About the gift, Joe Tsai said: “Through his intelligence, wisdom, and wit, my father was an inspiration and role model to me. I am proud and humbled to have followed his footsteps to Yale Law School. I am also extremely fortunate to have participated in the tremendous growth of China’s economy and technology development over the past two decades. Today, as I think about giving back to an institution that represents the confluence of experiences that shaped who I am, I can’t think of a better initiative than the China Center at Yale Law School under the leadership of Professor Gewirtz. This is the most meaningful way for me to remember my father and to recognize the development of China, its increasing role on the world stage, and the importance of U.S.-China relations.”

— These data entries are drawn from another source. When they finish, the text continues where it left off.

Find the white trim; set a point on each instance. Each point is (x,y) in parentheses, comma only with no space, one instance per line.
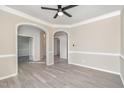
(68,35)
(5,77)
(122,79)
(24,15)
(95,68)
(122,57)
(27,16)
(47,40)
(94,53)
(36,62)
(7,55)
(98,18)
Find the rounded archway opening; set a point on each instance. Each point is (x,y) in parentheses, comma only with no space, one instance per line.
(60,47)
(31,44)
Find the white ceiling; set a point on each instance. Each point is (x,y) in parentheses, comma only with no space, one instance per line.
(79,13)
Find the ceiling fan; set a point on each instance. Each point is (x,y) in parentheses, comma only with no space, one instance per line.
(61,10)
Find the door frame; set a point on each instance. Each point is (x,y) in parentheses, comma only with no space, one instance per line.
(68,36)
(47,40)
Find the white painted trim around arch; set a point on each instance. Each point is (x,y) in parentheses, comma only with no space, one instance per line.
(47,41)
(60,30)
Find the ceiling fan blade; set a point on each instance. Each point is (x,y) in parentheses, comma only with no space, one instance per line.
(68,7)
(55,15)
(67,14)
(49,8)
(59,6)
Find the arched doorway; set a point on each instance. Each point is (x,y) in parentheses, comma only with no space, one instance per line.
(36,46)
(60,47)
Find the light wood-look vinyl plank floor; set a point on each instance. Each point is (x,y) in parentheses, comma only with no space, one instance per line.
(60,75)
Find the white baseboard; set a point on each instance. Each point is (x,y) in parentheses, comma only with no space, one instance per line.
(122,79)
(36,62)
(103,70)
(5,77)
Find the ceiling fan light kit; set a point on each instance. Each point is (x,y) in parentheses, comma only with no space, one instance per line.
(61,10)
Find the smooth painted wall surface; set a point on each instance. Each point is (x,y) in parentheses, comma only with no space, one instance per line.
(42,44)
(8,25)
(122,46)
(34,33)
(23,46)
(98,37)
(63,45)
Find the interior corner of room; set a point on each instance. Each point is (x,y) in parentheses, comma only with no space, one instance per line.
(61,46)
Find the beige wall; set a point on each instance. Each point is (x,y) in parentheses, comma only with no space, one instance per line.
(122,46)
(98,37)
(8,23)
(101,36)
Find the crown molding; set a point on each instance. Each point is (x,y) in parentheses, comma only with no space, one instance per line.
(94,53)
(98,18)
(29,17)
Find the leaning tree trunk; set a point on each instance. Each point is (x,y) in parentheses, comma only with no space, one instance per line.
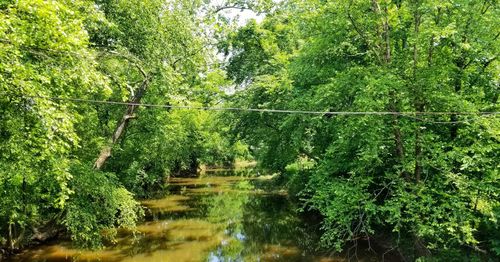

The Center’s Director, Professor Paul Gewirtz, stated: “This extraordinary gift is not only a profound act of a Yale son honoring his Yale father, but an extraordinary opportunity for Yale Law School to contribute to the understanding and future of China and U.S.-China relations. We’re deeply grateful to Joe Tsai, and my colleagues and I at the Paul Tsai China Center will continue our work with renewed belief in its importance and determined to make the most of the new opportunities before us.”